Sena segera pergi menuju Randina yang sedang bingung mencari mobilnya.
“Ndut, ayo ikut aku, mobilmu ada di
baris pertama!” menampakkan wajahnya yang mulai agak sinis kepada Randina.
Sena berlari kecil menuju parkir
mobil diikuti Randina yang berjalan dengan penuh keringat di keningnya.
Terlihat bahwa dia juga capek dan masih memikirkan sesuatu di kepalanya.
Setelah
menemukan letak mobilnya, mereka masuk mobil dan keluar dari kampus untuk
menuju rumah Sena yang tak jauh dari rumah Randina . Di tengah perjalanan
menuju rumah Sena, tak ada satu kata yang terucap dari mulut Si Randina, hal
ini semakin menambah kejengkelan di hati Sena. Tepat di kiri jalan raya,
setelah melewati lampu merah dekat pertigaan kota, mobil Randina mogok sehingga
mobil dan motor yang berada tepat di belakang mereka menyalakan klakson berulang-ulang
dengan kerasnya.
“Huhhh, apa-apaan nih mobil, pake
acara mogok segala.” Lagi-lagi Sena menggerutu dengan ekspresi yang membuat
dirinya geram.
Randina berusaha diam meskipun
sebenarnya dia takut sahabatnya itu akan marah dan tidak mau naik mobilnya.
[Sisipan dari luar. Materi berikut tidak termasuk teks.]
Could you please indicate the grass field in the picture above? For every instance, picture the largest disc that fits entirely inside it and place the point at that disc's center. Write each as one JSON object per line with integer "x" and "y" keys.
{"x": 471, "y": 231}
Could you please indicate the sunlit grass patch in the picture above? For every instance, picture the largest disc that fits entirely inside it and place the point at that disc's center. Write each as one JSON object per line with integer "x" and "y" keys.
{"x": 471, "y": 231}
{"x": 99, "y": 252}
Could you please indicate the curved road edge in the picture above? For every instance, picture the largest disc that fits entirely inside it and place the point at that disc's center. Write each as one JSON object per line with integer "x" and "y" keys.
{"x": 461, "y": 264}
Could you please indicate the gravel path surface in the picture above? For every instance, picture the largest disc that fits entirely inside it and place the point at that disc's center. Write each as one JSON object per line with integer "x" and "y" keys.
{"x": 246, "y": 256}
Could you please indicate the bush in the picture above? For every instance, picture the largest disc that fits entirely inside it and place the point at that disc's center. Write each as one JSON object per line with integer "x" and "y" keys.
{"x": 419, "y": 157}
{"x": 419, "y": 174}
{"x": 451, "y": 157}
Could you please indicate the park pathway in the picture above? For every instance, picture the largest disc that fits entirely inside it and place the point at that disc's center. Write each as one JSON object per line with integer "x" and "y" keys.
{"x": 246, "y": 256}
“Kayaknya mesinnya minta direpair, Sen. Kamu bisa bantu aku dorong
gak, Sen? Please, ini terakhir kalinya mobilku mogok. Padahal sebenarnya mobil
Randina hanya kehabisan bensin, dan kemarin sudah dibenahi di bengkel
terpercaya langganan ayah Randina.
“Kenapa kamu gak bilang dari tadi
sih, Ndut, tau gitu aku kan nebeng temen-temen yang lain.”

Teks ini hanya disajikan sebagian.